Alex Trebek Really Can Predict Which ‘Jeopardy!’ Clues Will Stump Contestants

Alex Trebek has a new memoir coming later this month full of stories about his life and time on Jeopardy! and through it we’re learning just how essential he is to the show. Though not the trivia game show’s first host, over the years he’s become synonymous with Jeopardy! and the rapid-fire show currently on hold due to the COVID-19 pandemic.

Hanging over all of that is his battle with Stage IV pancreatic cancer, which has impacted him significantly and also, in a way, created more urgency for him to write the book in the first place. With The Answer Is… Reflections on My Life coming out next week, Friday brought us a profile of Trebek in the New York Times. One intriguing anecdote from the story — which sadly has some heartbreaking moments detailing the pain he’s suffered from chemotherapy and how it’s impacted his day-to-day life — is about his uncanny ability to predict which questions will give contestants trouble.

As the story goes, Trebek usually would get to the studio very early in the day to look over the hundreds of clues for the five episodes the show tapes per day. He’s very careful with pronunciation and the cadence of how the clues are read, and he often makes notes on the clues themselves if they seem too tough.

Pre-pandemic, when “Jeopardy!” and everything else was still getting made, Trebek would wake up at 5:15 a.m. and arrive at the Sony lot at 6:30. At 7:30, he would go over the 305 clues for that day’s shows, making notations, diacritical marks and pronunciation notes. If a clue seemed too hard, he told the writers to drop it.

“I’ll say, ‘Nobody’s going to get this.’ And they usually take my suggestions, because I view myself as every man,” Trebek said.

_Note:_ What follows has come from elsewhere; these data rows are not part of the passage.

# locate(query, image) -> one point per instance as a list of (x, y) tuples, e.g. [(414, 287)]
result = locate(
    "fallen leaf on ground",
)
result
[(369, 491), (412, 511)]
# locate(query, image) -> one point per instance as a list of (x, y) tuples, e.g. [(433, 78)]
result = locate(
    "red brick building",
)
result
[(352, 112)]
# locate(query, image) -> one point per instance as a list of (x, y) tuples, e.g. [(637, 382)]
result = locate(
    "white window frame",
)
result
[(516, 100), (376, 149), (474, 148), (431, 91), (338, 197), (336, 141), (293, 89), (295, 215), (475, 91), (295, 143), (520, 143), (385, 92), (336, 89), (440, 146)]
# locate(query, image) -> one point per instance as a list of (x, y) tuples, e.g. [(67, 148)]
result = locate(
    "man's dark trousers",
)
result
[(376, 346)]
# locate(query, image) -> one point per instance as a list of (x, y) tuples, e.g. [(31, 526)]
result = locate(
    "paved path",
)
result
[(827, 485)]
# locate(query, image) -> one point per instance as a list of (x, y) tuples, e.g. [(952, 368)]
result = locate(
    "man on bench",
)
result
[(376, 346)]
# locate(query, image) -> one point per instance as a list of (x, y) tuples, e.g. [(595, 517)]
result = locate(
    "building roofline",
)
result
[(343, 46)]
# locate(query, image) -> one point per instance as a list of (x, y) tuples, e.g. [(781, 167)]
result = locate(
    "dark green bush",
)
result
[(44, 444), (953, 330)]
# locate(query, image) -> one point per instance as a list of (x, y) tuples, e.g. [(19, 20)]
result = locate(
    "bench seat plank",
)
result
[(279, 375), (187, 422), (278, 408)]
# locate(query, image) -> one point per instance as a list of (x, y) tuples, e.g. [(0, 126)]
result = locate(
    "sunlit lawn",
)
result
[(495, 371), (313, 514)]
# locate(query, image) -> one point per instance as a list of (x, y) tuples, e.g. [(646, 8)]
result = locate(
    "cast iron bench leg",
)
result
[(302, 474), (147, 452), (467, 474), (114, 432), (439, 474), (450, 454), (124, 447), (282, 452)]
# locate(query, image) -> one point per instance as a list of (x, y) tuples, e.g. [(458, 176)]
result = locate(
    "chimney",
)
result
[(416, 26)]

There’s a very specific way clues are written and structured on the board, including how difficult the question is based on how much money it’s worth. But Trebek’s notes have some serious value here. Whether the show’s writers listen to him, well, that’s up to them. But he’s usually right about his “every man” instincts.

Sometimes the writers keep esoteric clues in anyway. Almost invariably, the contestants are stumped. “We get this horrible dead-fish look from him,” said the show’s co-head writer Billy Wisse. “We know we’re going to hear about it at the next meeting.”

It’s an extremely charming story, though I definitely wouldn’t want to be scolded by Trebek about much of anything, let alone stumping contestants. And it’s another detail about just how instrumental Trebek is in coming up with categories and questions and the impact he has on the show.

As we’ve heard from Jeopardy! GOAT Ken Jennings here at Uproxx, figuring out what people know is hard, and Jeopardy! itself has impacted what people know and consider general trivia canon. It’s another indication of just how much of Jeopardy! is Alex Trebek, and how difficult it will be for the show to move on without him when he decides it’s time to retire.